Buyers swap other meat and fish for chicken due to cost of living | New

Sales of all meat, fish and poultry categories except chicken have fallen over the past 12 weeks, new data from Kantar has revealed.

Chicken was the only major protein category to show growth in the 12 weeks to June 12, according to the latest data: Total meat, fish and poultry sales fell 5.2% year-on-year and 11.3% compared to two years ago.

Chicken sales remained in the black, but rose only 0.6%. Kantar attributed this to the growing popularity of fresh processed poultry, which grew at a “healthy” rate of 2.4% as shoppers switched to cheaper protein. Total chicken volumes decreased by 9.7%.

“During previous periods when the standard of living has been reduced, there may be changes in the demand for different proteins,” said Glesni Phillips, data analyst at Meat Promotion Wales.

“All proteins are seeing increases in their average prices, but fish remains the most expensive protein, followed by lamb, and despite having one of the biggest price increases, chicken remains the least expensive protein. “

“Product choice is the primary way shoppers choose to manage inflation now, and so shoppers are switching between discounts in order to save money,” Phillips added.

Sales of beef, pork, lamb and fish all fell 7.7%, 5.9%, 14.4% and 8.0% in value respectively. Volume losses (13.7%, 10.6%, 23.7% and 11.6% respectively) were higher thanks to inflation.

Tony Goodger, head of marketing and communications at the Association of Independent Meat Suppliers, suggested that red meat could learn from the poultry sector by “looking at the amount of NPD that chicken has undertaken over the past few years and seeing how their product can follow suit.

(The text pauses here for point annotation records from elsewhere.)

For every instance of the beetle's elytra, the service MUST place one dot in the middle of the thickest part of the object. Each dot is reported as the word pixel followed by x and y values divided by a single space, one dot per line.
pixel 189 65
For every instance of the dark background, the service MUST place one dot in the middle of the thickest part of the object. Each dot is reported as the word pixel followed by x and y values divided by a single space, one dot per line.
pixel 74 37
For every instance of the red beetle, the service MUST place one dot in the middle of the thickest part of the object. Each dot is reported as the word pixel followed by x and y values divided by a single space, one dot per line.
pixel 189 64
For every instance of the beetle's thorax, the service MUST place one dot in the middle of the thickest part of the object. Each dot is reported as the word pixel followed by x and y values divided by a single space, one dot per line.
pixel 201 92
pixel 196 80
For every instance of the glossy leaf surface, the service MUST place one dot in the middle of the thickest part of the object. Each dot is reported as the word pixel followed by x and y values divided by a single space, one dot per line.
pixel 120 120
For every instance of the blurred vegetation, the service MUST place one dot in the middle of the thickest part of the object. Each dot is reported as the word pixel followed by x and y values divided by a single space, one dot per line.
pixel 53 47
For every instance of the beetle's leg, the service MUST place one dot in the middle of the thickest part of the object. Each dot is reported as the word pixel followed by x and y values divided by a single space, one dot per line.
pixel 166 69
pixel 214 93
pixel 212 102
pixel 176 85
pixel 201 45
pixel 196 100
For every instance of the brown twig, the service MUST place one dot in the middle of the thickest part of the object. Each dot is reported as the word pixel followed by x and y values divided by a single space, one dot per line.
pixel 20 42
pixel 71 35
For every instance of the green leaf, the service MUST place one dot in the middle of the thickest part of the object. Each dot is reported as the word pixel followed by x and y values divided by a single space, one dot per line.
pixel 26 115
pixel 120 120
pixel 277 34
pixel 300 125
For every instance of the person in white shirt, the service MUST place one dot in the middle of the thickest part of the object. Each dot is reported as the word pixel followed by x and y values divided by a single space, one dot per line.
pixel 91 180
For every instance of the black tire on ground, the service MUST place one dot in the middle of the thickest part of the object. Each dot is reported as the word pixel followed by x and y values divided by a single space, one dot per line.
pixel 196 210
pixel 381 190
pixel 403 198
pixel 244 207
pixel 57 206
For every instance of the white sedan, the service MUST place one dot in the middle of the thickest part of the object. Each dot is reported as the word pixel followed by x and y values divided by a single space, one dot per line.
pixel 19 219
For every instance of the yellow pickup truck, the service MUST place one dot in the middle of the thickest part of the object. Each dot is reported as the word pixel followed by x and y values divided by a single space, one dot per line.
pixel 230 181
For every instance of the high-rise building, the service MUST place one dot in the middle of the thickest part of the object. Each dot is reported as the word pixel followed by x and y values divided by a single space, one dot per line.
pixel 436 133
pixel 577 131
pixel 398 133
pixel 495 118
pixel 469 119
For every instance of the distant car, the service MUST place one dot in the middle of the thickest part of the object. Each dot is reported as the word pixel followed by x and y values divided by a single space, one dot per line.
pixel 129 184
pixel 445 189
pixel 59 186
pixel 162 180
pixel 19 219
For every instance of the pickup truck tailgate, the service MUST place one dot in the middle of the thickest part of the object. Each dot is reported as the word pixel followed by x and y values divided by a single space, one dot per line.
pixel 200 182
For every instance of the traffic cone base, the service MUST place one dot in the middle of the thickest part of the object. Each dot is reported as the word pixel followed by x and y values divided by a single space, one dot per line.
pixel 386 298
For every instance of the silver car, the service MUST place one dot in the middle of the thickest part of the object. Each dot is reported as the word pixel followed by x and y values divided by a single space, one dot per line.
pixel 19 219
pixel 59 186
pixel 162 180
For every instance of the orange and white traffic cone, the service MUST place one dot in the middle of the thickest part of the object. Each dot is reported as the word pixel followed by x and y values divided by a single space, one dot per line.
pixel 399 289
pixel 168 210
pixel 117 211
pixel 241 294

“We are also seeing the return of bundles often structured around recent NPD-led poultry products.”

It was difficult to compare the current data with the past two years because of the pandemic’s influence on shoppers’ habits, argued Rebecca Veale, senior policy adviser at the NPA.

However, the continued decline in consumption was causing “uncertainty in the industry”, said BMPA CEO Nick Allen.

This was not an “anti-meat” stance by consumers as other sectors were in a similar situation, he stressed.

“Everyone is just trying to cut back where they can.”

However, the situation was exacerbated by production problems in the context of the labor crisis and retail cutting chains. This has made it harder for retailers and producers to inspire consumers and drive sales, he said.

NPA’s Veale added: “Knowing that consumers like to buy British pork, we do not believe that a reduction in consumption should displace the British product and call on the retail and catering trade to defend British meat and to pay a fair price.

“The AHDB’s campaigns to promote pork as a healthy and nutritious source of protein are fantastic and we support them, but to keep British pork on the shelves a fair price must be paid to producers.”